PlainfieldIn his book “Start With Why”, author Simon Sinek offers readers many insights, with none more important than this one: “If you talk about what you believe, you will attract those who believe what you believe.”

Sinek’s book essentially details the research that helped him to arrive at this groundbreaking “discovery”: more important to consumers than learning what our products and services can do, or even how our solutions may be superior to those provided by our competitors, what consumers really want to know is what you believe — or what Sinek describes as your “Why”.  (It could be argued Aristotle identified this just a few years earlier as the important appeal to emotion – or ethos – in his lesson explaining the three essential components to the art of persuasion)

Does focusing consumers on your “Why” conflict with conventional sales and marketing thought leadership?  After all, haven’t we been encouraged to uncover our customer’s wants and needs, and then explain the customized and helpful solutions we have structured to meet those unmet needs? Or, since Sinek’s research indicates consumers’ real “wants” are to conduct business with those who understand and can explain their “why”, isn’t it possible that by explaining our “why” we are actually providing what consumers really want?  Think about it.
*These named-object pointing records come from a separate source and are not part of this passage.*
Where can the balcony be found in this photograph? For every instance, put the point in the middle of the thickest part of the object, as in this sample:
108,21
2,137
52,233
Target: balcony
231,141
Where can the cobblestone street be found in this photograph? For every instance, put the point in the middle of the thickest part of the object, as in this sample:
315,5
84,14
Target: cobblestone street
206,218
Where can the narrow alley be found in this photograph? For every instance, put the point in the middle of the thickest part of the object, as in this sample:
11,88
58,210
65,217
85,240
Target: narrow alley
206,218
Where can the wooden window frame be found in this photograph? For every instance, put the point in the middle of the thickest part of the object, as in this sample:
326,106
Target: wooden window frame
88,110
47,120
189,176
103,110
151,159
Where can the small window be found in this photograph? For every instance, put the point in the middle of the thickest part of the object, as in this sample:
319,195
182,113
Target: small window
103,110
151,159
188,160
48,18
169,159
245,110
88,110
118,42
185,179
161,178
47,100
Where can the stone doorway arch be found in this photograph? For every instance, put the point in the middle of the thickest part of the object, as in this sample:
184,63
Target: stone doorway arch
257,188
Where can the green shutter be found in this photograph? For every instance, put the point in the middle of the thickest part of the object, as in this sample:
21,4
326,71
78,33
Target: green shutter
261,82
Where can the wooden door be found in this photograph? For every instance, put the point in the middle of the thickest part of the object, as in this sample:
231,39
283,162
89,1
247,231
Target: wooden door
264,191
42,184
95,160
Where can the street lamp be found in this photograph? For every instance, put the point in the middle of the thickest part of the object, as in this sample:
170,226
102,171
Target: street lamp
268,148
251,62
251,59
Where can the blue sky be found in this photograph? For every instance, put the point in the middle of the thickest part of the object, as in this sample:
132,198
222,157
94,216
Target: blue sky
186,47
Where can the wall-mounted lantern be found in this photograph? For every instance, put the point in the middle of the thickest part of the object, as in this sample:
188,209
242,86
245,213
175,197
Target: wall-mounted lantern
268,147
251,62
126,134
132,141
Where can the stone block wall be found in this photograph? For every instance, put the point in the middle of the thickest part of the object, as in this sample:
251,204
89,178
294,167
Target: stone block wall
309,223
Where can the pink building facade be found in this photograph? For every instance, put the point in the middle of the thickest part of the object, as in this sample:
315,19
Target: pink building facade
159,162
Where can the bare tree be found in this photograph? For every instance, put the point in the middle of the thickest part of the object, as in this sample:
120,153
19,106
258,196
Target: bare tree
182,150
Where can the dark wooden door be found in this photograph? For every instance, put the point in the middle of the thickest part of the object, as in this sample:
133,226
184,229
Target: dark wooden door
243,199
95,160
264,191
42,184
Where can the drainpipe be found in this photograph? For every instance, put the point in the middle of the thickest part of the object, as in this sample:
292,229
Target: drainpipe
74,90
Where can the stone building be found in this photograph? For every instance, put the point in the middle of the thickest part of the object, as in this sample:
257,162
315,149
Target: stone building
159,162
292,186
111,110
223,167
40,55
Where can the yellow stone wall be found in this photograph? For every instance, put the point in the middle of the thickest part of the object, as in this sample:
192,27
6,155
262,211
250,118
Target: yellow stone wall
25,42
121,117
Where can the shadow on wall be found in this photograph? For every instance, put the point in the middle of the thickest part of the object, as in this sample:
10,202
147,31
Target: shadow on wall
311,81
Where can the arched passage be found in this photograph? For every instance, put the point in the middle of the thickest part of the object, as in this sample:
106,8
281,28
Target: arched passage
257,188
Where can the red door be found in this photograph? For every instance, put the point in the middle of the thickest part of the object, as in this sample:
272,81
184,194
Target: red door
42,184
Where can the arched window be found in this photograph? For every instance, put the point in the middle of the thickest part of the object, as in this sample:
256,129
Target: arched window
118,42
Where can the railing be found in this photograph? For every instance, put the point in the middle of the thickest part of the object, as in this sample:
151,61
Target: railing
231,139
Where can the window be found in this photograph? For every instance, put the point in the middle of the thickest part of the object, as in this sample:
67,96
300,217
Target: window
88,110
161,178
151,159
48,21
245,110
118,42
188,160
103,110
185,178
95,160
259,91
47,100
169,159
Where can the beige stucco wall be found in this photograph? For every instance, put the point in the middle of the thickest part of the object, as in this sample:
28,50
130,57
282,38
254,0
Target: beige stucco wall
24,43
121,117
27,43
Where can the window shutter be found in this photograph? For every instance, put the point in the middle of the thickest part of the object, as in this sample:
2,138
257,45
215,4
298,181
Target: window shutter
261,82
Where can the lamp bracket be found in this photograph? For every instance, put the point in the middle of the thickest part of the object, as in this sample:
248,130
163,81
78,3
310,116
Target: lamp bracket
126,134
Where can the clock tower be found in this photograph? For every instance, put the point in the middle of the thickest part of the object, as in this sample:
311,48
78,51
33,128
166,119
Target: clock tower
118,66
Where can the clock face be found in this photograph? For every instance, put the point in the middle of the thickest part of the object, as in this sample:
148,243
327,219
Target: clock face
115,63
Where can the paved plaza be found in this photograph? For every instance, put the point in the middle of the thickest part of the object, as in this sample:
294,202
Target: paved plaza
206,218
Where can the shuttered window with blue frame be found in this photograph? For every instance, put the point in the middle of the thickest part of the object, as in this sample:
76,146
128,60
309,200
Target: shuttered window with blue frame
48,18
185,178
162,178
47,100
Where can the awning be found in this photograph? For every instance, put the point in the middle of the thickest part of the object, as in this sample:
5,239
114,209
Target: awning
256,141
Consider your own value proposition for a moment or two.  Is it focused on explaining to others what you do / who you serve /  how your solution is different and better?  If so, the good news is your value proposition is just like most others.  You explain your what and how. The not so good news: it is not focused on what Sinek’s research indicates to be the real wants of those you serve.  Where is your why?  No ethos??  Consider Sinek and Aristotle. You can do better.
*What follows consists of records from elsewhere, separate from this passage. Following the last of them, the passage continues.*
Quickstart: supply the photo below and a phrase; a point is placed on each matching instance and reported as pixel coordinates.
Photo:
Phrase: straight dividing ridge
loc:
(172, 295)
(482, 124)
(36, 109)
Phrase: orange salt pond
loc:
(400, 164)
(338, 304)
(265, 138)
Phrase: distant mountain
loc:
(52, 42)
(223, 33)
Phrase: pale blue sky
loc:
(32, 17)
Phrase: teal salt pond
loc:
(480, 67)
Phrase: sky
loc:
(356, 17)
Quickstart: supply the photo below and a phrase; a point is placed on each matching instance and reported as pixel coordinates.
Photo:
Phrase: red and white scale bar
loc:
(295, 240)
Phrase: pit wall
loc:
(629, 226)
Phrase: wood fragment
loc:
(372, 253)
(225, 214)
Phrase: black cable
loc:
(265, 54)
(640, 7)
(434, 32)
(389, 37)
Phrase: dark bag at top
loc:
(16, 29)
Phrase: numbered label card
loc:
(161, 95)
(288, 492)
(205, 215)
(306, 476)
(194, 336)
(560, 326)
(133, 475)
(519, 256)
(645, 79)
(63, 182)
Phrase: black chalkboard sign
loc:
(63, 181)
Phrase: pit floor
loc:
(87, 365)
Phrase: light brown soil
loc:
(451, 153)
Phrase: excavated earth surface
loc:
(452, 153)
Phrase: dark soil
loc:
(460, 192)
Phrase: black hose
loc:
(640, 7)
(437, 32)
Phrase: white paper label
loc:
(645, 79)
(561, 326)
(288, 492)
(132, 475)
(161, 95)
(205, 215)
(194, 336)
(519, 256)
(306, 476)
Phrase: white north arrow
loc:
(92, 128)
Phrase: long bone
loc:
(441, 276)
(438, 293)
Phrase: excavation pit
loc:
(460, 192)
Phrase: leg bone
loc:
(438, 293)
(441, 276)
What does any of this have to do with “the ‘hood?!”  My hometown is one that many would refer to as “the ‘hood”. (Plainfield, NJ for those who are interested, still a great town in my opinion) Although after college many years ago I moved far away, it remains an important part of who I am, and I visit regularly. When I return, at least a few I re-connect with will end a conversation with the question “Do you feel me?”  Not only in this town, but in many others like it. During a recent trip, hearing this question caused me to think of Simon Sinek’s “discovery” and caused me to think: if Sinek had been from my hometown, he may have spared himself years of research. Those in my hometown and others like it have always known: when trying to positively influence others, you want those you are speaking with to think “I feel you!” when you speak with them.

Do you feel me?  I am pretty sure Simon Sinek would.

What do you believe? Have you explained that to those you serve?  If not,why not?